Donabedian (2005) in "Evaluating the Quality of Medical Care" establishes structure, process, and outcome as core frameworks for assessing medical care quality. These elements allow systematic evaluation of healthcare delivery. They remain foundational for accreditation and quality management systems.
How does audit and feedback affect healthcare outcomes?
"Audit and feedback: effects on professional practice and healthcare outcomes" by Ivers et al. (2012) shows it leads to small but potentially important improvements in professional practice. Effectiveness depends on baseline performance and feedback delivery methods. Future studies should compare feedback approaches directly.
What is the prevalence of adverse events in hospitalized patients?
"The Quality in Australian Health Care Study" by Wilson et al. (1995) found 16.6% of over 14,000 admissions to 28 hospitals associated with adverse events from health care management. These events caused disability or longer hospital stays. Many are preventable through improved management.
How do leaders influence psychological safety in healthcare teams?
"Making it safe: the effects of leader inclusiveness and professional status on psychological safety and improvement efforts in health care teams" by Nembhard and Edmondson (2006) shows leader inclusiveness—inviting contributions—helps teams overcome status differences. This fosters psychological safety and improvement efforts. It counters inhibiting effects of professional hierarchies.
What guidelines apply to reporting quality improvement studies?
"SQUIRE 2.0 (Standards for QUality Improvement Reporting Excellence): revised publication guidelines from a detailed consensus process" by Ogrinc et al. (2015) provides updated standards developed between 2012 and 2015. These guidelines advance quality improvement science reporting. They build on SQUIRE 1.0 from 2008.

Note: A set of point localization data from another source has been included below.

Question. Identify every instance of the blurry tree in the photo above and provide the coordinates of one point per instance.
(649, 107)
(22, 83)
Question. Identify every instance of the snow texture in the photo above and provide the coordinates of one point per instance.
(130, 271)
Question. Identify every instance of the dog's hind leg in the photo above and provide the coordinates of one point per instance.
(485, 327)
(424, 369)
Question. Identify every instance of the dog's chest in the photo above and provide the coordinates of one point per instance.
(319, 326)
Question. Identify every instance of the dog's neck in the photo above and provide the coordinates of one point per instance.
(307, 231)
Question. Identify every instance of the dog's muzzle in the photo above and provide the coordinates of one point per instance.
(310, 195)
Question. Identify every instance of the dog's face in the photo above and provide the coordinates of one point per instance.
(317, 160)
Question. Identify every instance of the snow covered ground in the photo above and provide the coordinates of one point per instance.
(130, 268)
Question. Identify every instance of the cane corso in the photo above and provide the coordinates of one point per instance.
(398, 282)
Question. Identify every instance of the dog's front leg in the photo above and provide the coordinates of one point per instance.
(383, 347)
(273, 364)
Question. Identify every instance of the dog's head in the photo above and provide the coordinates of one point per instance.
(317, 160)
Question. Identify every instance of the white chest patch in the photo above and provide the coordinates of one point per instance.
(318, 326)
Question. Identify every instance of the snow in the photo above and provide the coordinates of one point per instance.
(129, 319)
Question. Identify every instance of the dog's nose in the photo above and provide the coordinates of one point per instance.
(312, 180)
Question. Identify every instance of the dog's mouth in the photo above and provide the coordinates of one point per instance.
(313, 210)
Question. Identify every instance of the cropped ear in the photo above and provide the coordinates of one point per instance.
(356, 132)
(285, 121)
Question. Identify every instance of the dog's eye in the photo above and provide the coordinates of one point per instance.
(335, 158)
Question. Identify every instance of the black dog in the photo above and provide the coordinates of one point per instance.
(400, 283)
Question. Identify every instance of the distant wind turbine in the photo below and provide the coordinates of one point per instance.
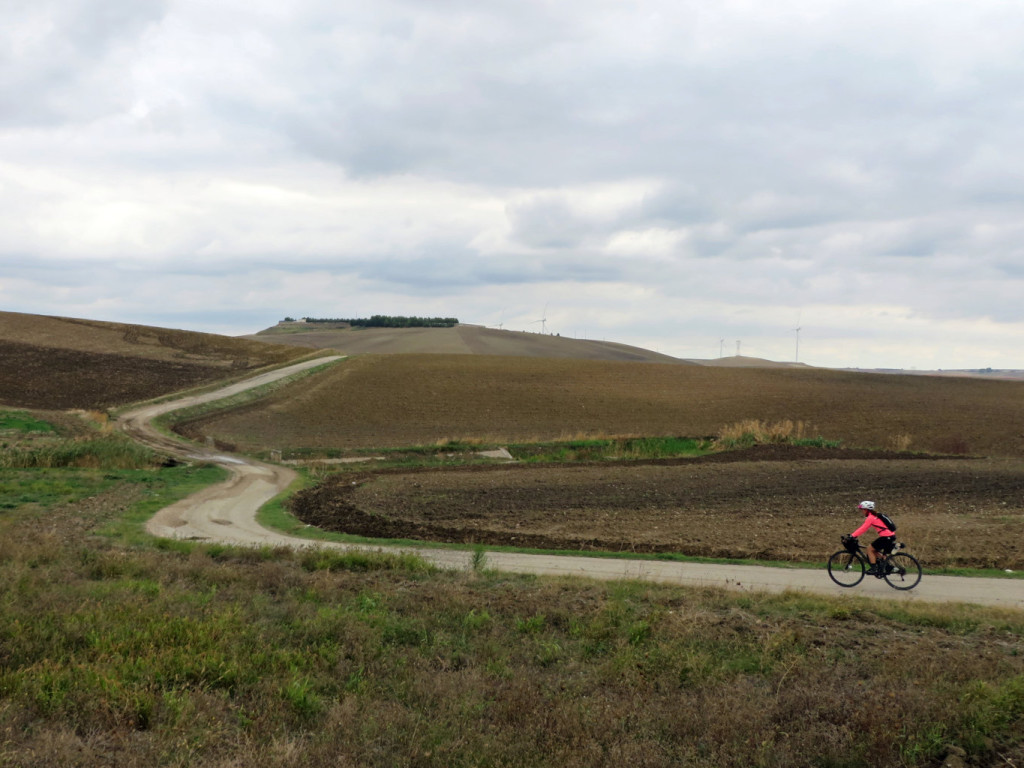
(797, 330)
(544, 321)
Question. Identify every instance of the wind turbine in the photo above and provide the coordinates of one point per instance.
(544, 320)
(797, 330)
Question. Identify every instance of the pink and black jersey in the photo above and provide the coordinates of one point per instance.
(873, 521)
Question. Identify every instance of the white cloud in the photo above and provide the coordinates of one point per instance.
(671, 174)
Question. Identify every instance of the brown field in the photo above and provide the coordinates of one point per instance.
(398, 400)
(954, 510)
(62, 363)
(465, 339)
(770, 504)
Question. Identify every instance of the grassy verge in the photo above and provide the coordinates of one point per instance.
(210, 654)
(117, 652)
(165, 421)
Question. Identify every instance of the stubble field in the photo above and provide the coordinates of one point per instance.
(960, 498)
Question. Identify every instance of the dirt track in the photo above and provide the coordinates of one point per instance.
(226, 513)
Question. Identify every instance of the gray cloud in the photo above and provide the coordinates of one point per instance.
(677, 171)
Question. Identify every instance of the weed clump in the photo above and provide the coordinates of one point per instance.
(751, 432)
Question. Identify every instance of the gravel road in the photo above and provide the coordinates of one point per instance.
(226, 513)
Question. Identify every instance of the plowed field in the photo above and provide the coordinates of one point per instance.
(773, 504)
(375, 401)
(61, 363)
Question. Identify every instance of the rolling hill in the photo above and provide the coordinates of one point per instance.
(64, 363)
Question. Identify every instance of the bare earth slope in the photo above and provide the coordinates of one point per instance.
(64, 363)
(399, 400)
(462, 339)
(225, 513)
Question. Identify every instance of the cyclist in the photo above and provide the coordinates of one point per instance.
(881, 546)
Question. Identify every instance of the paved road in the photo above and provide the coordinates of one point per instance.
(226, 513)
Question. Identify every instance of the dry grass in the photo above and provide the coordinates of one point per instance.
(217, 656)
(397, 400)
(61, 364)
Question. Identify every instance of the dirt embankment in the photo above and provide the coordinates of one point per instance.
(764, 504)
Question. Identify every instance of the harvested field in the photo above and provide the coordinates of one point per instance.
(772, 504)
(463, 339)
(398, 400)
(60, 363)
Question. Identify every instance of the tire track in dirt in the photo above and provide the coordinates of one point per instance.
(226, 513)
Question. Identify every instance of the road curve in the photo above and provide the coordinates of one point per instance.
(226, 513)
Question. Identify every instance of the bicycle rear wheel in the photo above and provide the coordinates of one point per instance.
(846, 568)
(905, 571)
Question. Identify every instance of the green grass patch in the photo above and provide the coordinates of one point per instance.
(24, 422)
(112, 451)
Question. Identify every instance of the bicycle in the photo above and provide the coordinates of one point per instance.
(900, 569)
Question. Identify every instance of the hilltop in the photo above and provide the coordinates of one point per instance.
(473, 339)
(65, 363)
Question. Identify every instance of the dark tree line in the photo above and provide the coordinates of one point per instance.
(390, 321)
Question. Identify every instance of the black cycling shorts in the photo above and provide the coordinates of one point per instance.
(884, 544)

What causes adverse events in hospitalized patients?
"The Nature of Adverse Events in Hospitalized Patients" by Leape et al. (1991) identifies a high proportion due to management errors. Many are preventable now through identifying causes and developing methods. Prevention requires improvements beyond current medical knowledge.
Open Research Questions
- ? How can audit and feedback methods be optimized beyond baseline performance dependencies to achieve larger improvements in healthcare outcomes?

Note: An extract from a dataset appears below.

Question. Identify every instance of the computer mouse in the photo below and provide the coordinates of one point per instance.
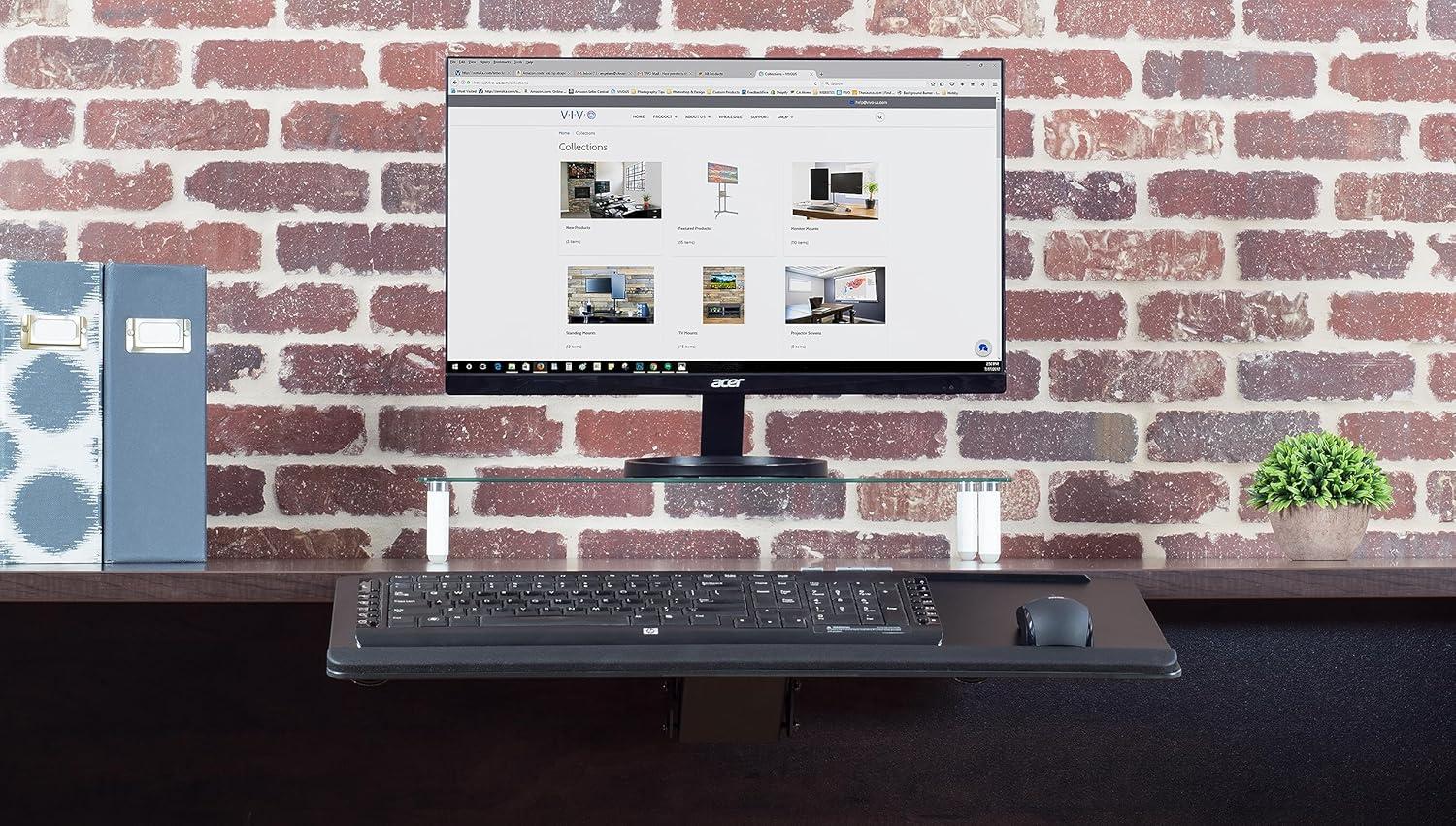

- ? What specific management errors contribute most to the 16.6% adverse event rate in hospital admissions, and how can they be targeted for prevention?
- ? In what ways do status differences in healthcare teams persist despite leader inclusiveness, limiting psychological safety?
- ? How effective are accreditation programs in addressing organizational change barriers identified in quality management systems?
- ? What refinements to SQUIRE 2.0 guidelines are needed to better capture advances in clinical governance reporting?
Recent Trends
The field maintains 50,310 works with no specified 5-year growth rate, reflecting sustained emphasis on accreditation, quality management systems, and regulation.
Highly cited papers like "SQUIRE 2.0" by Ogrinc et al. represent the most recent top-cited work, advancing reporting standards amid ongoing evaluations of interventions from Ivers et al. (2012).